Migrazioni. Il viaggio in poesia di Eunews continua con Lautreamont, pseudonimo di Isidore Lucien Ducasse (Montevideo, 4 aprile 1846 – Parigi, 24 novembre 1870). Il testo qui sotto riportato è tratto dal poema epico Maldoror ed è un chiaro esempio dello stile romantico. La letteratura ottocentesca ha più volte riproposto la figura del “viaggiatore smarrito”, simbolo dell’uomo e dei suoi tormenti interiori. In questa poesia, Lautreamont preferisce però soffermarsi su immagini e suoni più idilliaci come i “riccioli sparsi al suolo” e “le corde dell’arpa melodiosa”. Non c’è spazio per la violenza verbale e i riferimenti satanici che fecero di lui, così come di Charles Baudelaire, un “poeta maledetto”. L’autore morì a soli 24 anni, forse a causa della tubercolosi.
ISIDORE LUCIEN DUCASSE
Chants de Maldoror, cap II
O viaggiatore smarrito a causa del tuo spirito
d’avventura che ti ha fatto abbandonare tuo padre e tua
madre fin dalla più tenere età; in seguito alle sofferenze che
la sete ti ha provocato nel deserto; in seguito alla patria che
cerchi, forse, dopo aver a lungo errato, proscritto, in
contrade straniere; inseguito al tuo corsiero, il tuo fedele
amico, che con te ha sopportato l’esilio e l’inclemenza dei
climi che il tuo umore vagabondo ti faceva percorrere; in
seguito alla dignità che all’uomo viene dai viaggi in terre
lontane e mari inesplorati, in mezzo ai ghiacci polari, o sotto
l’influsso di un torrido sole, non toccare con la tua mano,
come con un fremito della brezza, quei riccioli di capelli
sparsi al suolo, mescolati sull’erba verde.

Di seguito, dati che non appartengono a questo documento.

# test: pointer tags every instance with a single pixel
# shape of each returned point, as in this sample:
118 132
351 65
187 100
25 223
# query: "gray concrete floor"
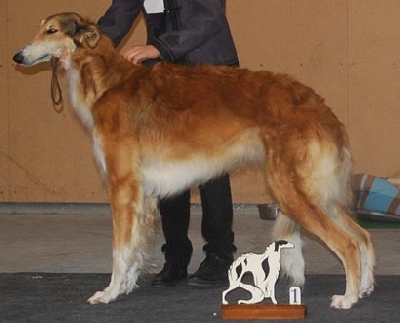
63 238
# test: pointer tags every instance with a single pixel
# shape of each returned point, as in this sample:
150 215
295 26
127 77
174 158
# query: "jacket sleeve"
206 18
119 18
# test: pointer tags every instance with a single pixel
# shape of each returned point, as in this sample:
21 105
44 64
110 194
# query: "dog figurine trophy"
263 287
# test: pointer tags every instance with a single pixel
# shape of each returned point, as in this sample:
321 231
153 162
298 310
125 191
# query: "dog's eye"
51 31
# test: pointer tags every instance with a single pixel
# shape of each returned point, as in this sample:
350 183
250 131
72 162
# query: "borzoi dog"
159 130
264 282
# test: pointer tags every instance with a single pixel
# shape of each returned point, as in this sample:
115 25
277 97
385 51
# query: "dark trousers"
216 226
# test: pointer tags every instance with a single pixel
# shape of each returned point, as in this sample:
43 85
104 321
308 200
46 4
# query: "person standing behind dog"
187 32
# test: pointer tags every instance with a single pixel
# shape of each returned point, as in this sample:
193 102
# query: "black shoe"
171 275
213 271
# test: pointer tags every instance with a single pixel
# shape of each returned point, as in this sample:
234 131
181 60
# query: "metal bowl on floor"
268 211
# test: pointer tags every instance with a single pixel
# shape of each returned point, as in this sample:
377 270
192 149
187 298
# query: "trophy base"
263 311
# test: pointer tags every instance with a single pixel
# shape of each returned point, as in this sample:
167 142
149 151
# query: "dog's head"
283 244
58 35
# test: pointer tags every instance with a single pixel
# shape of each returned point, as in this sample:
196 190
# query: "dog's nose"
18 58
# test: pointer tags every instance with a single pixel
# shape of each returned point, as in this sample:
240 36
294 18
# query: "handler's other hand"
139 53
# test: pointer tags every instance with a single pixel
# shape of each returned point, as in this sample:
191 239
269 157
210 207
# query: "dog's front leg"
127 207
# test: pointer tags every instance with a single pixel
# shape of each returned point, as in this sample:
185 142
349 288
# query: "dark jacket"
188 32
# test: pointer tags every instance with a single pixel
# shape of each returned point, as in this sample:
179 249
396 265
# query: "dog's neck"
91 72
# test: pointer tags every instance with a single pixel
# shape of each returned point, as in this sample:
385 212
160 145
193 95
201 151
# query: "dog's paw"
343 302
101 297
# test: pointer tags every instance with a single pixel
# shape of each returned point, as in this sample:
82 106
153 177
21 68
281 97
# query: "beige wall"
348 50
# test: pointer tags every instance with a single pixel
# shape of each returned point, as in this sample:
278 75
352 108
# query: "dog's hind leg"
367 252
346 247
292 260
303 196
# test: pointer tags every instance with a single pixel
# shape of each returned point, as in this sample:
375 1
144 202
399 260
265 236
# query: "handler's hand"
140 53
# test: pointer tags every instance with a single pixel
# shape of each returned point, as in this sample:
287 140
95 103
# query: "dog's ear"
87 35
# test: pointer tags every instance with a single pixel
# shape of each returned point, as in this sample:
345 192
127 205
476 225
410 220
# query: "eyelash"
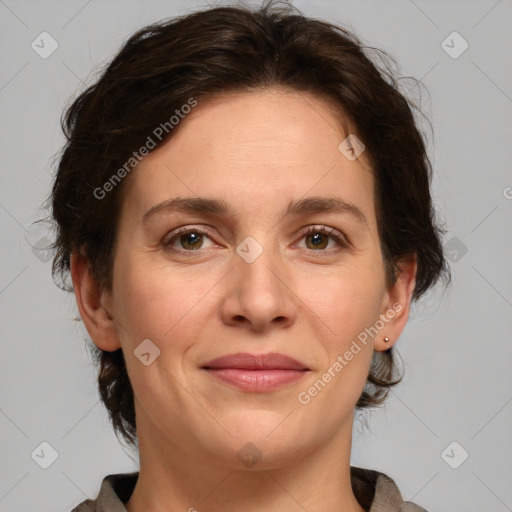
335 235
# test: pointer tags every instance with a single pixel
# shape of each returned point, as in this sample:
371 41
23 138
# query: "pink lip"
259 373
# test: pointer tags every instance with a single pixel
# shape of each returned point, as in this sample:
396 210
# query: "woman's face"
203 283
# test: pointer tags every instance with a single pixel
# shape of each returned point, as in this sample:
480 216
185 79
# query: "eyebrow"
219 207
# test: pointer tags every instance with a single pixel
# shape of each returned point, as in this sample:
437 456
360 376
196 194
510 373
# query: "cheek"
154 303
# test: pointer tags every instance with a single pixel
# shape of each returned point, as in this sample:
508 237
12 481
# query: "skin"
257 151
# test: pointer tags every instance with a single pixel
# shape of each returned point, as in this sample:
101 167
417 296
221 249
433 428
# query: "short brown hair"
233 49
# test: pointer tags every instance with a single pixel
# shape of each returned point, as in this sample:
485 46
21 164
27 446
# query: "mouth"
256 373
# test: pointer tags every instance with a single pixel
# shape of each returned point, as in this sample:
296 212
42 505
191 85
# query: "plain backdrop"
444 435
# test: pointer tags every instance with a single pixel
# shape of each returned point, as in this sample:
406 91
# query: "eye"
318 237
189 238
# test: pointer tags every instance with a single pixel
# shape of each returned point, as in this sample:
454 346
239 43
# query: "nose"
260 294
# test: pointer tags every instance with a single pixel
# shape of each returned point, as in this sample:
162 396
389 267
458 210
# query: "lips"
256 373
241 361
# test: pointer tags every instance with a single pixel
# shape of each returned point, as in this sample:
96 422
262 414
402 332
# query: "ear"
397 305
92 304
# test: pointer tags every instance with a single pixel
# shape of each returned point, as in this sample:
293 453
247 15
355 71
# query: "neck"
174 476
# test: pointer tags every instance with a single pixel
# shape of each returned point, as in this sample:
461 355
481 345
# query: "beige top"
375 492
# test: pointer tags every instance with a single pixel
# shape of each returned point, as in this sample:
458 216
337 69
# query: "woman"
244 208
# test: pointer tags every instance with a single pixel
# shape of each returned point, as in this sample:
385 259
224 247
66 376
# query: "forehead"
248 147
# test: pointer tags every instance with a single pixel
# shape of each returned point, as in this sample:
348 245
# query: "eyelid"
339 237
333 233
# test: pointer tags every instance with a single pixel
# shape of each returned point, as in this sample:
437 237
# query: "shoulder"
376 492
115 490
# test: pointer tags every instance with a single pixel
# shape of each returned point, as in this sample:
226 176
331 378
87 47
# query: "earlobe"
90 300
397 305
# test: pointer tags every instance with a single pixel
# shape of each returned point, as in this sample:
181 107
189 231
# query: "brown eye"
191 240
187 239
318 240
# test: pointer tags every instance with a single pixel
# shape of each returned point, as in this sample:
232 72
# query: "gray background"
456 346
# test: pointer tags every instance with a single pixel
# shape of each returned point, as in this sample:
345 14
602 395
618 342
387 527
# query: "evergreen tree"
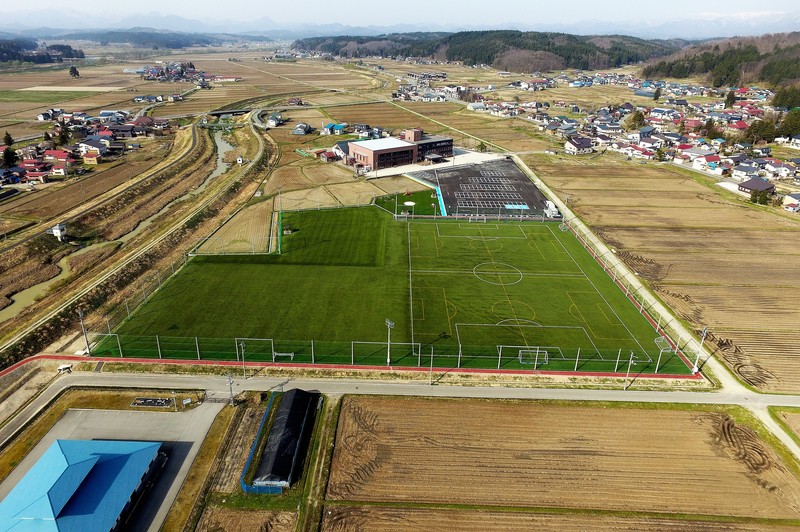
10 157
63 135
790 125
636 120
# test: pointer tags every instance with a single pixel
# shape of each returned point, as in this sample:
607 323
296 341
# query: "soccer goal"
255 349
529 355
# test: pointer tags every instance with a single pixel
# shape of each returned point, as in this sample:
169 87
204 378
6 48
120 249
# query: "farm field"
57 199
713 259
514 134
247 232
388 519
571 457
528 287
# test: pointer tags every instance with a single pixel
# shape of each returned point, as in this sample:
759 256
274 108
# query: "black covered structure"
288 439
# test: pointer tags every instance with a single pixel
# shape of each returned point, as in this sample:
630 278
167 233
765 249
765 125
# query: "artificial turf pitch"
455 289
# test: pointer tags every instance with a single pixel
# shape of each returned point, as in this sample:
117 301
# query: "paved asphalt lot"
182 433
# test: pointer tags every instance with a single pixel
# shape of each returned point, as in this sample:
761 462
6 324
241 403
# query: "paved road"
217 387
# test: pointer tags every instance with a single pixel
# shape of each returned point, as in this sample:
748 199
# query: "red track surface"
336 367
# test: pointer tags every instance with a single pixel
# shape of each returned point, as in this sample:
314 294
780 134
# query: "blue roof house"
78 485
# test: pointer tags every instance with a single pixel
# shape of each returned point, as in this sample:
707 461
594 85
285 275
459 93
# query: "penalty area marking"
498 269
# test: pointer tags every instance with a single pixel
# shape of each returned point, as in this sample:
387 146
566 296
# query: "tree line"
487 47
28 51
728 67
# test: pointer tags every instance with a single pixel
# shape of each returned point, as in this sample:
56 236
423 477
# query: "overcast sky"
449 14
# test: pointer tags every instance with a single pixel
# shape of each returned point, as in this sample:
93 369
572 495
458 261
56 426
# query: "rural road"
217 388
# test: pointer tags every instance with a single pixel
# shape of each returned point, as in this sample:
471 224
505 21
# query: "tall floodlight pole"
244 371
85 336
696 367
389 327
627 373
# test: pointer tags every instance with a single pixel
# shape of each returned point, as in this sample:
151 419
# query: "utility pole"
627 373
85 335
696 367
244 370
389 327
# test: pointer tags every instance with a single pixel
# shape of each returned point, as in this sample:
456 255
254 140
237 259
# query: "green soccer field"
515 295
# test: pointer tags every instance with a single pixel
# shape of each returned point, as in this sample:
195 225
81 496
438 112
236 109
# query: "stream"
25 298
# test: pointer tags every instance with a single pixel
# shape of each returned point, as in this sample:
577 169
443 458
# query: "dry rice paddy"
415 451
715 260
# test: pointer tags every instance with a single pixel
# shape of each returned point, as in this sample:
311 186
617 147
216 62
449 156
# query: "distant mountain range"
503 49
695 26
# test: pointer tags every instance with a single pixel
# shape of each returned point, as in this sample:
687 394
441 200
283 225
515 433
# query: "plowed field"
341 519
716 261
536 455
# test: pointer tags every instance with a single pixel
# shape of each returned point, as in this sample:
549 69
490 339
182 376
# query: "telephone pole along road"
216 387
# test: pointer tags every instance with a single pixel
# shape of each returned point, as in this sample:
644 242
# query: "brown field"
362 518
397 184
512 134
216 519
58 199
247 232
310 198
385 115
356 193
576 457
714 259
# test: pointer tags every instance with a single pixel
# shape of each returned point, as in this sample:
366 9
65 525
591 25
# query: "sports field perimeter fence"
382 354
671 355
667 327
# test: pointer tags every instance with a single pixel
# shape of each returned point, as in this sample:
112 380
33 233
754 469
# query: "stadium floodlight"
244 370
627 373
389 327
696 367
85 336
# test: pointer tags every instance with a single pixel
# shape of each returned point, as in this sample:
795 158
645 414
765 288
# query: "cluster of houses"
94 139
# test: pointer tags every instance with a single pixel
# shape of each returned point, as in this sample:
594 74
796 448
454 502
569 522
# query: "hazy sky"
469 13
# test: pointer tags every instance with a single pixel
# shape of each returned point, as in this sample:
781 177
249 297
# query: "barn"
287 444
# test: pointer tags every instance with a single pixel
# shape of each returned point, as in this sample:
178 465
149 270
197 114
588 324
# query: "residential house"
757 184
301 129
86 146
744 172
578 145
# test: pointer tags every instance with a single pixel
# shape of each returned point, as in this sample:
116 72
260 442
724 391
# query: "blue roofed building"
80 485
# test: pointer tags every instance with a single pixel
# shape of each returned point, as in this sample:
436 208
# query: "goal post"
529 355
375 353
255 349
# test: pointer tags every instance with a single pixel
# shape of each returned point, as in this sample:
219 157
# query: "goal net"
529 355
538 355
252 349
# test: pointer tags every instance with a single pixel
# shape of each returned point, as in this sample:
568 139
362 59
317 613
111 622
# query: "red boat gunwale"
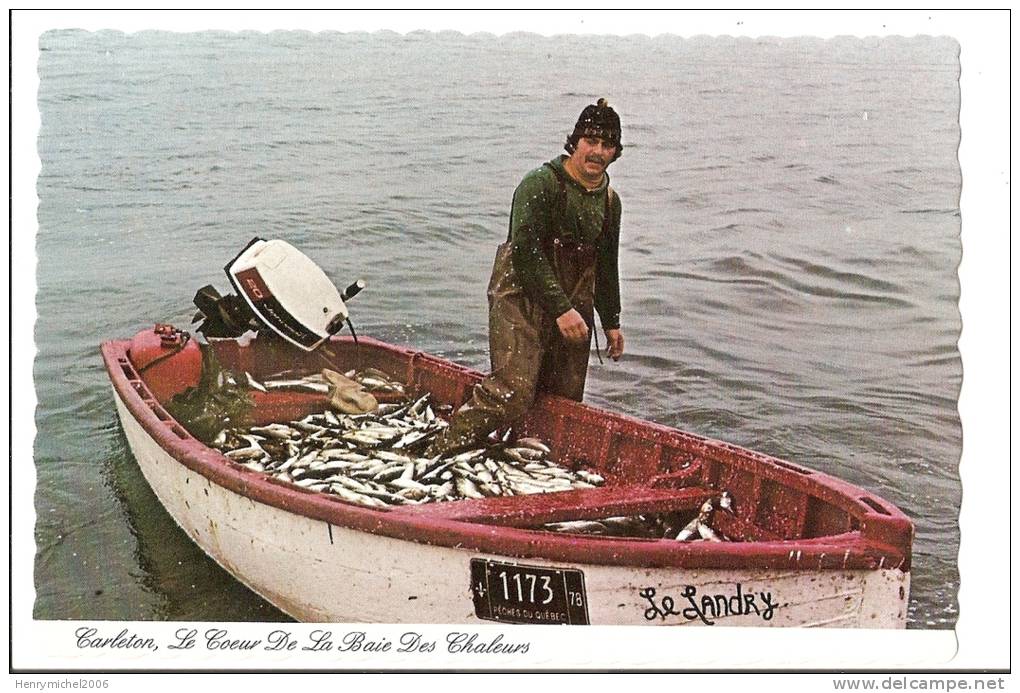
833 525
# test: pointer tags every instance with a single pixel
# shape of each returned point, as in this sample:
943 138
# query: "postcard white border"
981 638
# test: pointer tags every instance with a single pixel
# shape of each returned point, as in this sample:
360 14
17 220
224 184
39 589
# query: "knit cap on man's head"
598 119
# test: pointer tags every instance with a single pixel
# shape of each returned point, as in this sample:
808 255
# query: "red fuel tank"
168 360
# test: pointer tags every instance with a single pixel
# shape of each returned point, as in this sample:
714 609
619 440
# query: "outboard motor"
279 289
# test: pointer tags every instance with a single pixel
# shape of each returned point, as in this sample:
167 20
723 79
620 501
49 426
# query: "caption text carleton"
219 639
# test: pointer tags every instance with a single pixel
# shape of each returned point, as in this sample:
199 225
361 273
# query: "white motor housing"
288 292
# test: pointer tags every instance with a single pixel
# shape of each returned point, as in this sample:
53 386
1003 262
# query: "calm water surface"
788 253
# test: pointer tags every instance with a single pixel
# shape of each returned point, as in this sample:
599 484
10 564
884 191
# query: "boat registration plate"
514 593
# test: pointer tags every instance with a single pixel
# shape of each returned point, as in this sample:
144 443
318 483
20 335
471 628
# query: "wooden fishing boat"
806 549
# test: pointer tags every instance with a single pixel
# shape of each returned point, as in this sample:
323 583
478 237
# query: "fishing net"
219 400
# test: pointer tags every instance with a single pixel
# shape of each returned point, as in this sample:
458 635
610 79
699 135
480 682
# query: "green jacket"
540 214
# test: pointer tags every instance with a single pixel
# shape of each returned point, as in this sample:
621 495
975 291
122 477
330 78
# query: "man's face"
592 155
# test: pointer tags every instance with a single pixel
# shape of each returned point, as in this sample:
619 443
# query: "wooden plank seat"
539 508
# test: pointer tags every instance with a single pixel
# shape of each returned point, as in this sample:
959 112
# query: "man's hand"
572 327
614 343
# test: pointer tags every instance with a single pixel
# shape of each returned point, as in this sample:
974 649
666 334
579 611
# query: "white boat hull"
317 572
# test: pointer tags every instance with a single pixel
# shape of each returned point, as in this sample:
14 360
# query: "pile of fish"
664 526
372 379
374 459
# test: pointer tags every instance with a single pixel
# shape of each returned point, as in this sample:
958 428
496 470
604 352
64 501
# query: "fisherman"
558 265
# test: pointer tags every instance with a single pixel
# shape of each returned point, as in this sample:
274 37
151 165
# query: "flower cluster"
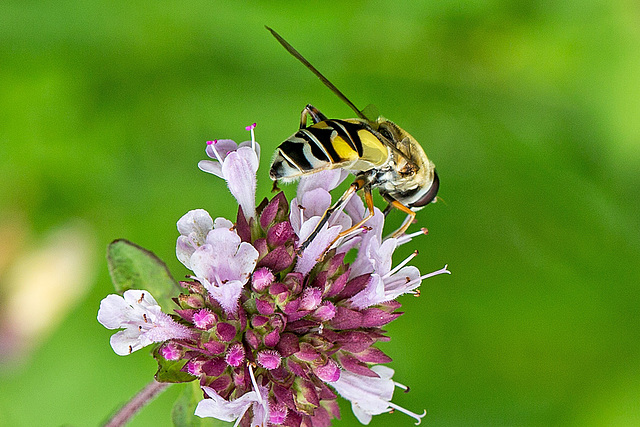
270 333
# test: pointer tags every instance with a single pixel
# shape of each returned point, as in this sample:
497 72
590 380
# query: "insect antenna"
315 71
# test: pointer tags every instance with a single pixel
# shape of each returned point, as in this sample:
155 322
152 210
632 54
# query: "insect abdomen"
326 145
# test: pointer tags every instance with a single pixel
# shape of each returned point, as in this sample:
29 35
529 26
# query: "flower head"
271 331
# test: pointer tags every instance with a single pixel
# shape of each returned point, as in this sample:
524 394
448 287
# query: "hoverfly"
377 151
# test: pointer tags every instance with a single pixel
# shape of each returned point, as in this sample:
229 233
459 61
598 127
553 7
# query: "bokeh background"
530 110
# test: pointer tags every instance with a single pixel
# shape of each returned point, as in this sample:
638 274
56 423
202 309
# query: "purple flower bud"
277 413
235 355
264 307
269 359
225 332
279 234
204 319
329 372
311 298
288 344
252 338
307 353
215 347
170 351
326 311
214 367
194 367
272 338
262 278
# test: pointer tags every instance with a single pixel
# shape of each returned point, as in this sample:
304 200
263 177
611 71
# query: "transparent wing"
318 74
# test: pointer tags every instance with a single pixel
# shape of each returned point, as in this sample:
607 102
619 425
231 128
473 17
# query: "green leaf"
185 406
133 267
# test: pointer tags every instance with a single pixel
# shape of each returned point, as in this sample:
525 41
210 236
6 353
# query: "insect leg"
408 221
360 182
316 116
368 198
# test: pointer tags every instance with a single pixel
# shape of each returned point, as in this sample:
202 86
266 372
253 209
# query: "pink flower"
142 319
237 164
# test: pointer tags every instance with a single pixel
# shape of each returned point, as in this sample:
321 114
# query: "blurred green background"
530 111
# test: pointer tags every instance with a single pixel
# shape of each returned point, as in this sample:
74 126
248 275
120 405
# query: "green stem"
138 401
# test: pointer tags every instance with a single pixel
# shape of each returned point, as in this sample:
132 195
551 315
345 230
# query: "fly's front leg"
360 182
408 220
316 116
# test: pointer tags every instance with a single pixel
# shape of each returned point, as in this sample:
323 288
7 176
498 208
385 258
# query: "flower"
142 319
237 164
233 410
223 264
272 330
371 396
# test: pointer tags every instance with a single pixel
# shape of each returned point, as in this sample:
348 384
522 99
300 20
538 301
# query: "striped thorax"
392 159
378 152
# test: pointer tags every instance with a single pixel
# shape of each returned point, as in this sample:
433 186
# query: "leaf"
133 267
183 410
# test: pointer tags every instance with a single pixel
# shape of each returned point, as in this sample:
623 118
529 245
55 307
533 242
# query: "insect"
378 152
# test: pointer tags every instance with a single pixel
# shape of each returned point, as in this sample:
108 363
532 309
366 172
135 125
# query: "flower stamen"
408 412
253 137
255 385
426 276
402 264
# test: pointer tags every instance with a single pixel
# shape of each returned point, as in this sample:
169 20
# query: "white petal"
140 298
372 294
211 167
221 222
125 342
227 294
318 245
362 416
239 169
218 407
196 221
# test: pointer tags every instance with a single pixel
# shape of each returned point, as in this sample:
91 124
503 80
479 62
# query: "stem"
136 403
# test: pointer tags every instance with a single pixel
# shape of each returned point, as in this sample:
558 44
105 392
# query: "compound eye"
385 132
430 195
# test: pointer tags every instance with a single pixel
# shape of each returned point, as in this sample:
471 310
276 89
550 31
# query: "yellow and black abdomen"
329 144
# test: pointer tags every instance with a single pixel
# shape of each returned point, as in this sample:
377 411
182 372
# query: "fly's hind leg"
408 220
316 116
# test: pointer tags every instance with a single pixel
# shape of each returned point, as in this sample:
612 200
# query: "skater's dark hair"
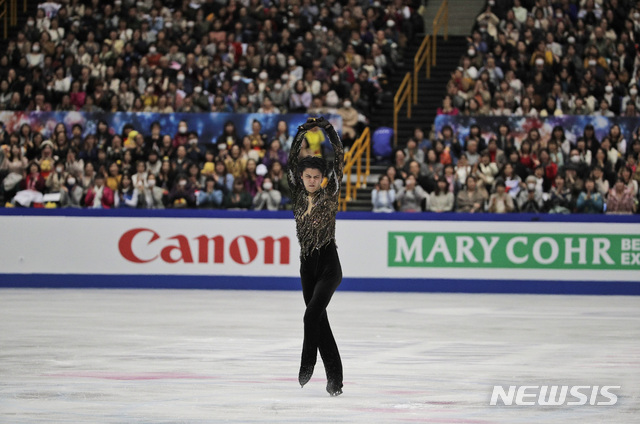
312 162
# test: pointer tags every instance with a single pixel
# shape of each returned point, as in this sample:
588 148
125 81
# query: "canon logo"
201 249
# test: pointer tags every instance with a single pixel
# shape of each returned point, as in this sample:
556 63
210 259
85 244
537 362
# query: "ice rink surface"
188 356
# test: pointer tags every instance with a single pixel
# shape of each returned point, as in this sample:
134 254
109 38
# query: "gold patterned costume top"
317 228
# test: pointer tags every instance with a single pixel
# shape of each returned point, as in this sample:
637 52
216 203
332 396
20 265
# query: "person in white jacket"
266 197
383 195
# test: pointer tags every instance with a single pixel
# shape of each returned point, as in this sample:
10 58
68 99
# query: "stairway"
430 94
430 91
362 202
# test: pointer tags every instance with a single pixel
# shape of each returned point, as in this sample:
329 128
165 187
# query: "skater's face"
312 178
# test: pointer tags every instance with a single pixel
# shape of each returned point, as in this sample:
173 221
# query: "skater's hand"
310 124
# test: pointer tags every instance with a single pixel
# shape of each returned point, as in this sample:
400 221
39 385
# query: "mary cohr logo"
554 395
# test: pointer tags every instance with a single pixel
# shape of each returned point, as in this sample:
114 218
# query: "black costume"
320 269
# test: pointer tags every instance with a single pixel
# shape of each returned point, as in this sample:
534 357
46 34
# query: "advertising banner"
374 252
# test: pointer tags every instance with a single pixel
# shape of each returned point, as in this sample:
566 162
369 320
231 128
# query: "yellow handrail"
422 56
402 95
441 20
362 146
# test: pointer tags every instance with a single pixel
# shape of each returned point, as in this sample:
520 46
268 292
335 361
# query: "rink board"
258 250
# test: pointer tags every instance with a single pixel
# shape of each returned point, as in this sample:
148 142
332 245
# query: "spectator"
210 197
500 201
280 181
56 179
601 184
447 107
267 197
12 167
589 200
181 137
472 198
620 199
275 153
127 194
152 196
411 197
486 171
32 188
441 200
182 194
560 197
252 178
383 196
99 196
239 198
71 193
236 165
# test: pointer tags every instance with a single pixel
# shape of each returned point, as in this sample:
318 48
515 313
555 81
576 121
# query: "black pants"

Scòstati di molti
passi, così agirai meglio. Questa capigliatura è sacra; è
l’ermafrodito stesso che l’ha voluto. Non vuole che labbra
umane bacino religiosamente i tuoi capelli, profumati dal
soffio della montagna, e così la tua fronte, che risplende, in
questo istante, come le stelle del firmamento. Ma meglio è
credere che sia una stella che è scesa dalla sua orbita,
attraversando lo spazio, su questa fronte maestosa, che essa
circonda della sua chiarezza di diamante, come di
un’aureola. La notte, scostando col dito la sua tristezza, si
riveste di tutte le sue attrattive per festeggiare il sogno di
questa incarnazione del pudore, di questa immagine perfetta
dell’innocenza degli angeli: il brusio degli insetti è meno
percettibile. I rami inclinano su di lui la loro folta elevazione,
allo scopo di preservarlo dalla rugiada, e la brezza, facendo
risuonare le corde della sua arpa melodiosa, invia i suoi
accordi gioiosi, attraverso il silenzio universale, verso le sue
palpebre chine, che hanno l’impressione di assistere,
immobili, al concerto scandito dei mondi sospesi.